La piccola contadinella Mija, la più giovane del film, è succube degli eventi e di tutti quelli che la circondano giovani o vecchi che siano. E secondo suo nonno il suo destino è solo uno: sposarsi. Questa cultura è ancora tipica di alcune realtà del mondo, dove esiste il matrimonio combinato, qui nel film ritratto simbolicamente dal rapporto forzato tra la maiala Okja e il maiale Alfonso.

Sembrano tutti quanti vittime del sistema, dal veterinario alla rappresentante della Miranda che tutto sommato si rendono conto del marcio di ciò che costruiscono ma credono sinceramente che non sia possibile nessun’altra strada e questo li porta a una tale frustrazione da creare in loro desideri sadici e violenti sul più debole. In realtà è tutta una catena dove il forte schiaccia il debole attraverso non solo la violenza ma l’inganno e il potere di persuasione, rendendo così i ruoli non sempre chiari, come ad esempio Nancy, che in realtà coordina le azioni della multinazionale, decidendo sia per il marketing sia per la produzione industriale, schiacciando la sorella Lucy. Oppure il capo dell’ALF – Fronte di Liberazione Animali – che si dimostra umile e pacifista quando in realtà è il perfetto comandante violento sia nel punire il suo soldato perché non ha seguito la tradizione o nel mostrare in pubblico delle immagini che traumatizzerebbero chiunque.

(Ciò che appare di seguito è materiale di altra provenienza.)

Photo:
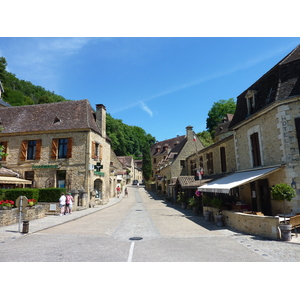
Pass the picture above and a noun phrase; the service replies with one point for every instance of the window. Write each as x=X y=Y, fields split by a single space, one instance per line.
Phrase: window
x=256 y=158
x=223 y=159
x=96 y=151
x=31 y=150
x=297 y=123
x=61 y=178
x=4 y=150
x=210 y=163
x=250 y=98
x=62 y=148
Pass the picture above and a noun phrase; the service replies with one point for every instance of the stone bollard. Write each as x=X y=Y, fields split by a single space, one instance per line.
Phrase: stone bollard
x=25 y=227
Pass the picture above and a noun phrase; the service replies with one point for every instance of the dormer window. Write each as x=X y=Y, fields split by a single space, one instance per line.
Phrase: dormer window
x=56 y=120
x=250 y=99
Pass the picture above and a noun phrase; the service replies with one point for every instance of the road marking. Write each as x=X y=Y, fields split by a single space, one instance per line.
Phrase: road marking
x=130 y=252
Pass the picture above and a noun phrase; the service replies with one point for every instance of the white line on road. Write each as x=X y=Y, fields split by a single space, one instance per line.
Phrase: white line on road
x=130 y=252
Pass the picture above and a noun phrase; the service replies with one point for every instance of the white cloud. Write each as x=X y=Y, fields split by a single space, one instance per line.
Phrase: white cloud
x=146 y=109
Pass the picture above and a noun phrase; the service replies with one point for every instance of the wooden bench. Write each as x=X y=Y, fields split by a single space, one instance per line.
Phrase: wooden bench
x=295 y=222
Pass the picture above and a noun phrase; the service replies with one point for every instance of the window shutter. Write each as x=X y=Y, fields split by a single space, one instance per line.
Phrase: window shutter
x=23 y=150
x=4 y=144
x=69 y=149
x=101 y=152
x=93 y=149
x=38 y=149
x=297 y=123
x=54 y=148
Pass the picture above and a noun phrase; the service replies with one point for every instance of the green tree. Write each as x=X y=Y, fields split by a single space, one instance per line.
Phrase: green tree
x=205 y=138
x=217 y=113
x=3 y=65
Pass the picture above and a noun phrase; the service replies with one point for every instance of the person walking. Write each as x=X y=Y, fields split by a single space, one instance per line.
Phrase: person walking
x=118 y=191
x=62 y=204
x=69 y=203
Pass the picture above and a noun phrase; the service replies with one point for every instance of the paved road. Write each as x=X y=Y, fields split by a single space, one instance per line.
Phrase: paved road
x=144 y=228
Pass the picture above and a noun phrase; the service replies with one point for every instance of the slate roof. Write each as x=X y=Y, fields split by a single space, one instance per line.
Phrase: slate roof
x=279 y=83
x=3 y=103
x=224 y=126
x=170 y=142
x=8 y=172
x=66 y=115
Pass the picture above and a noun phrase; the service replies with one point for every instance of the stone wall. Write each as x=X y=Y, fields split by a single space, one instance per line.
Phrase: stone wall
x=251 y=224
x=11 y=216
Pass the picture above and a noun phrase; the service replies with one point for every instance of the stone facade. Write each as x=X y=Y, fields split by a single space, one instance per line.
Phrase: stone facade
x=11 y=216
x=70 y=148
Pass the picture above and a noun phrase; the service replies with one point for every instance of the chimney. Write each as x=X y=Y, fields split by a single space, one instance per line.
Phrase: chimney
x=101 y=118
x=189 y=132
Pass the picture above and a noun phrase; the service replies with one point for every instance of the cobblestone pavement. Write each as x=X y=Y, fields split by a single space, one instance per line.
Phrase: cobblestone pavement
x=269 y=250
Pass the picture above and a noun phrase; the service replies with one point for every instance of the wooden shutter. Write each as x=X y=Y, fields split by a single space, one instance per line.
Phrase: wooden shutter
x=54 y=148
x=38 y=149
x=255 y=150
x=69 y=148
x=23 y=150
x=223 y=159
x=101 y=152
x=4 y=144
x=93 y=149
x=297 y=123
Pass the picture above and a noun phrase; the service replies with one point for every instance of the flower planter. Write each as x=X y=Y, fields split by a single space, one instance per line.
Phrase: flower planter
x=207 y=215
x=219 y=220
x=286 y=232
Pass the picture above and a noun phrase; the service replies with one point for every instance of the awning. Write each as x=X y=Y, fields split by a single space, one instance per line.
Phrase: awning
x=12 y=180
x=224 y=184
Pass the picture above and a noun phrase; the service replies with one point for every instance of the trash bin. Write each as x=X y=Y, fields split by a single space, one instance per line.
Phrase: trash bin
x=25 y=227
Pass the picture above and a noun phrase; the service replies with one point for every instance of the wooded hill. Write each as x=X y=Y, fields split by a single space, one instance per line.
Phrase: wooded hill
x=125 y=140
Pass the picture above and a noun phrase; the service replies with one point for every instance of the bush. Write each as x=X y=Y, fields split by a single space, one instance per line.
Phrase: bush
x=40 y=195
x=50 y=194
x=13 y=194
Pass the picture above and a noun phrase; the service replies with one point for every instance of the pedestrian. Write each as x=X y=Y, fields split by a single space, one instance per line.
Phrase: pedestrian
x=69 y=203
x=118 y=191
x=62 y=204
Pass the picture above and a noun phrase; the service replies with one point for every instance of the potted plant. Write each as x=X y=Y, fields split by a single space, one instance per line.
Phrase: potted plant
x=284 y=192
x=218 y=216
x=6 y=204
x=206 y=200
x=181 y=198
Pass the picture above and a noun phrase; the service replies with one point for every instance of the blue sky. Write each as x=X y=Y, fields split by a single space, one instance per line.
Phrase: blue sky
x=161 y=84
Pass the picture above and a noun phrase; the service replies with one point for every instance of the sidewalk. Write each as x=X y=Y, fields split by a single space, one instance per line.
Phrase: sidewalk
x=11 y=232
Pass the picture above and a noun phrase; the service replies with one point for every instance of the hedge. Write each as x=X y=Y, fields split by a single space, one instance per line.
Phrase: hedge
x=50 y=194
x=41 y=195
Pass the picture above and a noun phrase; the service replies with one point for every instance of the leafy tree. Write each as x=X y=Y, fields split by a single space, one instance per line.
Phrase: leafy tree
x=147 y=163
x=217 y=113
x=205 y=138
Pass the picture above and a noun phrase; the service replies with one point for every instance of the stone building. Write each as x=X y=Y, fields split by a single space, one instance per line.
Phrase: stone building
x=266 y=127
x=61 y=144
x=169 y=160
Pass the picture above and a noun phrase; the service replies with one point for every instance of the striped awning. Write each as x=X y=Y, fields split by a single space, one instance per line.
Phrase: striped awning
x=13 y=180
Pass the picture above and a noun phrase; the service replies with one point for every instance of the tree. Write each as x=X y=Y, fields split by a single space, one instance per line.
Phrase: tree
x=217 y=113
x=205 y=138
x=147 y=163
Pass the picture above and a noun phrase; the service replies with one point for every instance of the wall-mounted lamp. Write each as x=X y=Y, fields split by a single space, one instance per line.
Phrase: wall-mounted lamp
x=293 y=184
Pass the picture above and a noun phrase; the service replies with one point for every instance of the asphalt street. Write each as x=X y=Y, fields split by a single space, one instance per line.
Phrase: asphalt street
x=140 y=228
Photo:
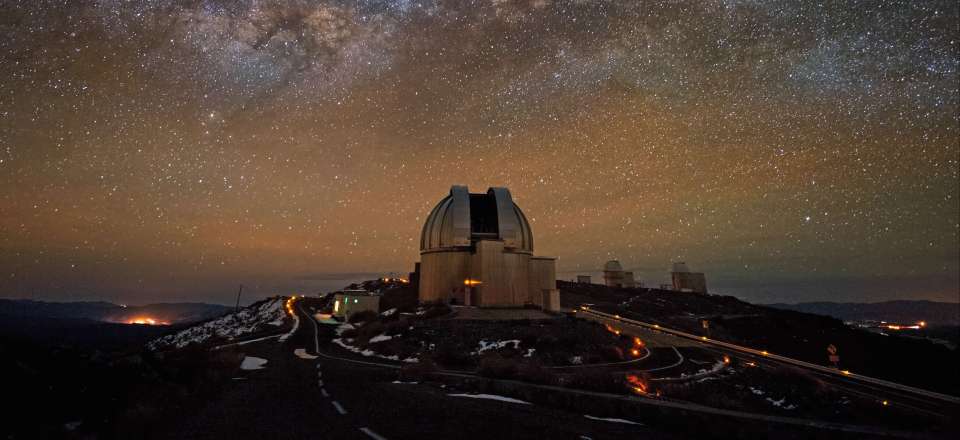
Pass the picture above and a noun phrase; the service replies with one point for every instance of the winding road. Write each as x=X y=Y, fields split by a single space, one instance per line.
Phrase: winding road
x=337 y=395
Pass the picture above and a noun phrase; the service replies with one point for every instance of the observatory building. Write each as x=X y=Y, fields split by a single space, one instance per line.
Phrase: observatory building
x=686 y=281
x=477 y=249
x=614 y=275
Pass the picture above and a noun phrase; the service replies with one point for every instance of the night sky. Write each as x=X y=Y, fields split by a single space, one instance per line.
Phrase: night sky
x=172 y=150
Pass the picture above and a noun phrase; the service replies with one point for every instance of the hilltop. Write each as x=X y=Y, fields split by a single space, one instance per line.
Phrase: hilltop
x=900 y=311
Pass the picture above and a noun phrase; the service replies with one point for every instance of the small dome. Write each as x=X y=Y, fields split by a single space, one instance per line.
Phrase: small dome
x=612 y=266
x=462 y=218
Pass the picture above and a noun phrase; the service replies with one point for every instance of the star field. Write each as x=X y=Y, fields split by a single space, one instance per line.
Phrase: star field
x=171 y=150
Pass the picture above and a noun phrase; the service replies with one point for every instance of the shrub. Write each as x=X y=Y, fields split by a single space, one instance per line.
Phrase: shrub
x=450 y=354
x=496 y=366
x=364 y=316
x=436 y=311
x=397 y=327
x=416 y=372
x=368 y=331
x=597 y=380
x=533 y=372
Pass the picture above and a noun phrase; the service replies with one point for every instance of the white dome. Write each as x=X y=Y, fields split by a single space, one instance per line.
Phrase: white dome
x=462 y=218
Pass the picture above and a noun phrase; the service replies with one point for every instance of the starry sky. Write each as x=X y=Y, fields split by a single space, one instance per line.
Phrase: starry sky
x=172 y=150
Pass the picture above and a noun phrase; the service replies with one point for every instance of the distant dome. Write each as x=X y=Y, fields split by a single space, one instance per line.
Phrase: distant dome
x=612 y=266
x=462 y=218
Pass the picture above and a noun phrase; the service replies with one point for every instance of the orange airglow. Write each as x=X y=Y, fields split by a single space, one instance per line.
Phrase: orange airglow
x=146 y=320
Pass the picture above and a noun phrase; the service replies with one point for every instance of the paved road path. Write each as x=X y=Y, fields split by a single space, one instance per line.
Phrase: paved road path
x=331 y=399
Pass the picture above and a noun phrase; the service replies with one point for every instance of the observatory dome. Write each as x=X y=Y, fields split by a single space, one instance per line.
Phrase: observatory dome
x=462 y=218
x=612 y=266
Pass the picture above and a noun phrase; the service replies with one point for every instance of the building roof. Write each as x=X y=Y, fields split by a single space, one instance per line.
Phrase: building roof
x=461 y=218
x=612 y=266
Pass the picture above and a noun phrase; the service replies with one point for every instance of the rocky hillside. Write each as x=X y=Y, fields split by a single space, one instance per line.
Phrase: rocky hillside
x=262 y=317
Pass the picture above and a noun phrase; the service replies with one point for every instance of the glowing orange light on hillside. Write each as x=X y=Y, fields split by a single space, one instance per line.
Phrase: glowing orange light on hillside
x=146 y=320
x=637 y=384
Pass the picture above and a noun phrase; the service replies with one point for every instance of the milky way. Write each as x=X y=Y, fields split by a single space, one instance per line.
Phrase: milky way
x=172 y=150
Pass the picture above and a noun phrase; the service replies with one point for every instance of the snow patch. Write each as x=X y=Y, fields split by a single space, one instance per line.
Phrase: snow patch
x=302 y=354
x=253 y=363
x=485 y=346
x=380 y=338
x=344 y=327
x=491 y=397
x=248 y=320
x=613 y=420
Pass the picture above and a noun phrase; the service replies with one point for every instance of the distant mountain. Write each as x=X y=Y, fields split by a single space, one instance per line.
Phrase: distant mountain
x=903 y=311
x=173 y=313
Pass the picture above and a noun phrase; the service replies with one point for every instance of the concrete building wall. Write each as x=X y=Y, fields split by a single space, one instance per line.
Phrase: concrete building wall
x=613 y=278
x=443 y=273
x=543 y=277
x=346 y=305
x=504 y=275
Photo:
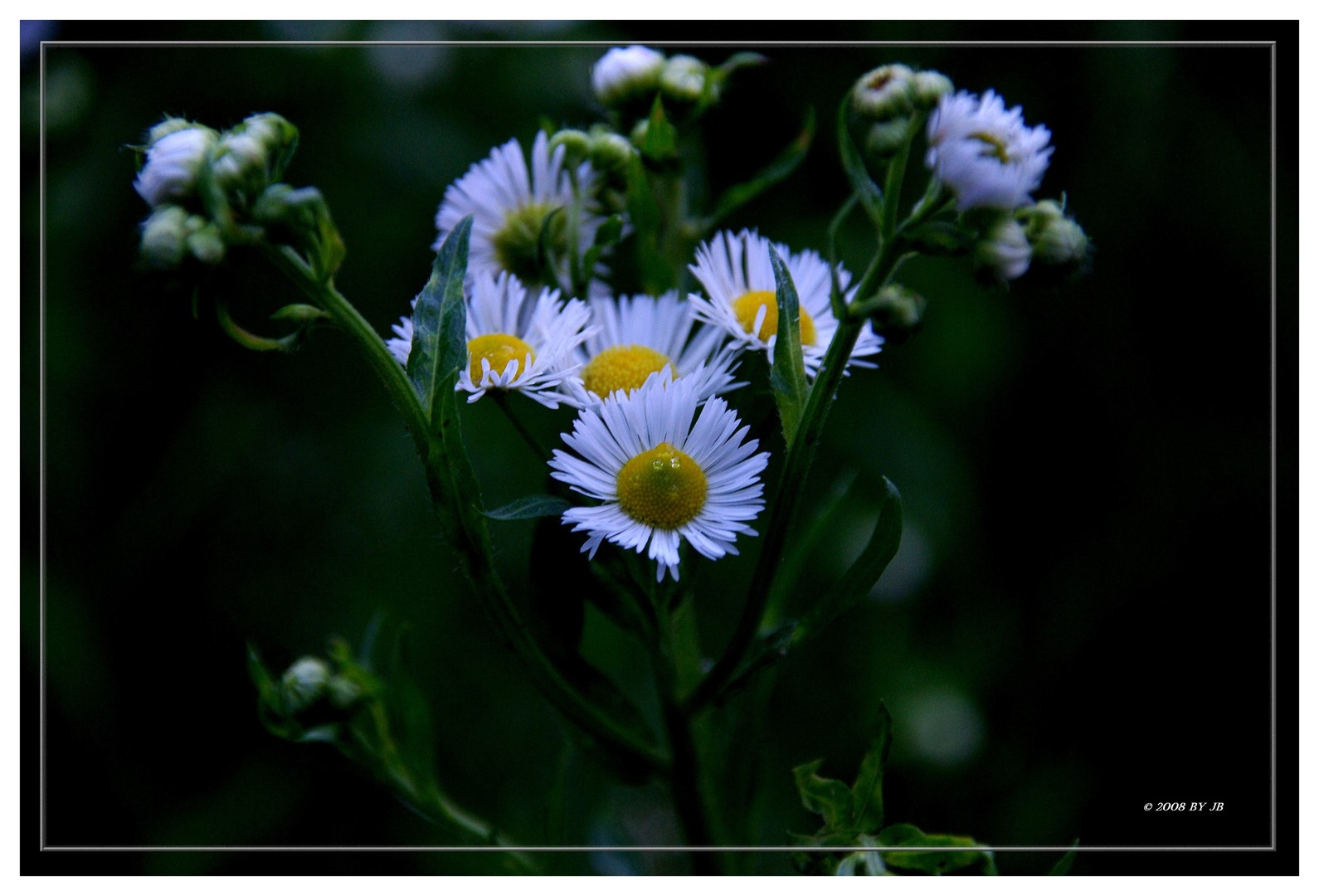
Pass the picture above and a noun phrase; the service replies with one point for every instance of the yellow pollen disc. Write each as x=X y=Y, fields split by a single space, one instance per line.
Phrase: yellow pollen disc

Chiaramente tra questi due leader c’è una differenza di fondo: i valori. Nancy desidera solo guadagnare di più mentre il capo dell’ALF crede fermamente si possa costruire un mondo migliore. Generazioni contro, dove le più giovani vengono schiacciate dalle guardie comandate dai vertici del potere, che non si preoccupano di rovinare giovani vite che tutto sommato non hanno fatto nulla di male se non contestare un sistema che crede solo nel profitto incurante dell’aspetto più importante della vita: il rispetto. Come in tutte le piramidi trofiche troviamo anche la base dove ci siamo noi spettatori che desideriamo ardentemente la nostra carne di super maiale e che nonostante gli scandali e la consapevolezza di ciò che si annida dietro a queste industrie continuiamo a mangiare come appunto dei super maiali.

Due sono le metafore più rilevanti nel film: le scarpe d’oro marcate Shine che ci stanno comunicando “calpestare è un piacere” e il maialino d’oro che indica un concetto fondamentale cioè vivere e amare non sono un diritto ma come tutte le “cose” vanno comprate. Insomma un film denso e pieno, non solo di carne succulenta ma anche di ciò di cui è fatta la vita: amore, riappacificazione e comprensione. Perché nonostante l’esistenza sia costellata di eventi terribili e apparentemente ingiustificabili, nonostante ci siano individui davvero spregevoli senza angoli di luce, c’è sempre la speranza che i giovani possano redimere il mondo e rendere il nostro pianeta un posto migliore.